Rappelons que les candidats sont libres de leurs références aux textes philosophiques.
Le jury est curieux de voir mobilisée l’argumentation ou la conceptualité de tel ou tel auteur.
Tout ce qu’il exige à cet égard, est que les références soient pertinentes (en rapport direct
avec le propos du candidat, à supposer que celui-ci soit pertinent relativement au sujet),
précises (elles consistent en la mention non pas de la doctrine de x ou y, mais de telle partie
de tel ouvrage de x ou y), et enfin exactes (elles s’appuient sur une connaissance de première
main de ce texte sans laquelle les approximations et les contresens sont inévitables). Il est
rassurant de constater que la marge de progression possible des candidats, sur ce point, est
gigantesque. Les auteurs les plus maltraités, cette année, ont été Hobbes, Locke, et Rousseau.

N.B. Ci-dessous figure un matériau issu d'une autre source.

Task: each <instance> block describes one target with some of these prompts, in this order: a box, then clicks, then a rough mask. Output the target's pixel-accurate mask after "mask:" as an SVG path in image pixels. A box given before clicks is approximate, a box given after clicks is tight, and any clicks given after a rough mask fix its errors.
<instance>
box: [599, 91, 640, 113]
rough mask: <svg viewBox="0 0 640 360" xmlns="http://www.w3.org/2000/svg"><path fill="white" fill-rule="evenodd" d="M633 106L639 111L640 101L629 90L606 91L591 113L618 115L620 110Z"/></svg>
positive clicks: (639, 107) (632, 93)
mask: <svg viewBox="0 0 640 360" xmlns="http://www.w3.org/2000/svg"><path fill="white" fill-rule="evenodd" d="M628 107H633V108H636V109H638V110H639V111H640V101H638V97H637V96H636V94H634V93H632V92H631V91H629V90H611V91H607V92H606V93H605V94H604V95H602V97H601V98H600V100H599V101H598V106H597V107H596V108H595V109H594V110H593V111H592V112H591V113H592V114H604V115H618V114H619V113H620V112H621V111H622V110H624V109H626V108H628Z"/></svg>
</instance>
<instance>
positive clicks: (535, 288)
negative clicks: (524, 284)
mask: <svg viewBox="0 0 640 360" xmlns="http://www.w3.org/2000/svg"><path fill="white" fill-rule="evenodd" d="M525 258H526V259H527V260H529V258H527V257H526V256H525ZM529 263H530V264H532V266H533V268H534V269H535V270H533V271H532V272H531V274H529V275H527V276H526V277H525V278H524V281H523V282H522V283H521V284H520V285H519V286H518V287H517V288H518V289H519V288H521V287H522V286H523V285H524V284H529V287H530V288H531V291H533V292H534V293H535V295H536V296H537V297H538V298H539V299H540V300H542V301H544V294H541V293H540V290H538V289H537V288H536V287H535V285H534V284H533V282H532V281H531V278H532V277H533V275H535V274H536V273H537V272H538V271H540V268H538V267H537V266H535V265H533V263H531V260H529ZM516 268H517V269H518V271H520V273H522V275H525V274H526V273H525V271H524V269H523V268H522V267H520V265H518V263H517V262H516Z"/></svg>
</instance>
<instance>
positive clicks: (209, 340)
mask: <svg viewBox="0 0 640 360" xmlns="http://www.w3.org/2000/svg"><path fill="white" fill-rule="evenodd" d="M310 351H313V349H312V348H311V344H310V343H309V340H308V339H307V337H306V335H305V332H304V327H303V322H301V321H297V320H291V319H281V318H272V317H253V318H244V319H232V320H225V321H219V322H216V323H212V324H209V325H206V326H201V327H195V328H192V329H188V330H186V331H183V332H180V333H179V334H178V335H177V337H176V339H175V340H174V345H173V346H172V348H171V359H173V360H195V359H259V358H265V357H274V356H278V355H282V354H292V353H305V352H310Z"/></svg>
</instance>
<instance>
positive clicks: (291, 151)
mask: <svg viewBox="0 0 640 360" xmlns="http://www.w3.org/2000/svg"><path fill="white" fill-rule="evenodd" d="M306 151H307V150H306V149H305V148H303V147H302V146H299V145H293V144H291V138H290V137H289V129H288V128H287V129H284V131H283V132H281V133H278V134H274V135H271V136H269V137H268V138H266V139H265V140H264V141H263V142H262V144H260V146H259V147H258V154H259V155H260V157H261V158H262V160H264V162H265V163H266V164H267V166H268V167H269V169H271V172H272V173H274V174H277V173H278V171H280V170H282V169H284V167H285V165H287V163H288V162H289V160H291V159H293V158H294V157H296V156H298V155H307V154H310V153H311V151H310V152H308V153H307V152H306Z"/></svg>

La connaissance de quelques parties centrales des œuvres canoniques de ces auteurs si
souvent cités dans les copies pouvait constituer un atout précieux. Malheureusement, les
compétences d’une immense majorité de candidats en histoire de la philosophie relèvent de la
connaissance par ouï-dire. Par exemple, il n’est pas acceptable que des élèves qui prétendent
avoir travaillé sur quelques chapitres du Léviathan de Hobbes montrent leur ignorance
complète de la distinction entre droit (jus, right) et loi (lex, law), qui donne lieu au chapitre
14 de cet ouvrage à la distinction entre loi de nature et droit de nature. Qu’on ne se méprenne
pas : la connaissance de cette distinction n’était pas attendue par le jury dans l’absolu. Mais si
un candidat choisit d’argumenter à partir du Léviathan sur une telle question, il est supposé
être capable de restituer les distinctions les plus importantes qu’effectue cet auteur et qui sont
très utiles pour avancer dans la compréhension du sujet.
Toutes ces remarques n’ont qu’un seul but : encourager les candidats de la session
2013 à faire mieux encore que leurs camarades de 2012, en particulier en se préparant par une
fréquentation plus directe, plus attentive, bref plus personnelle, de quelques textes
philosophiques en rapport avec le domaine de l’écrit.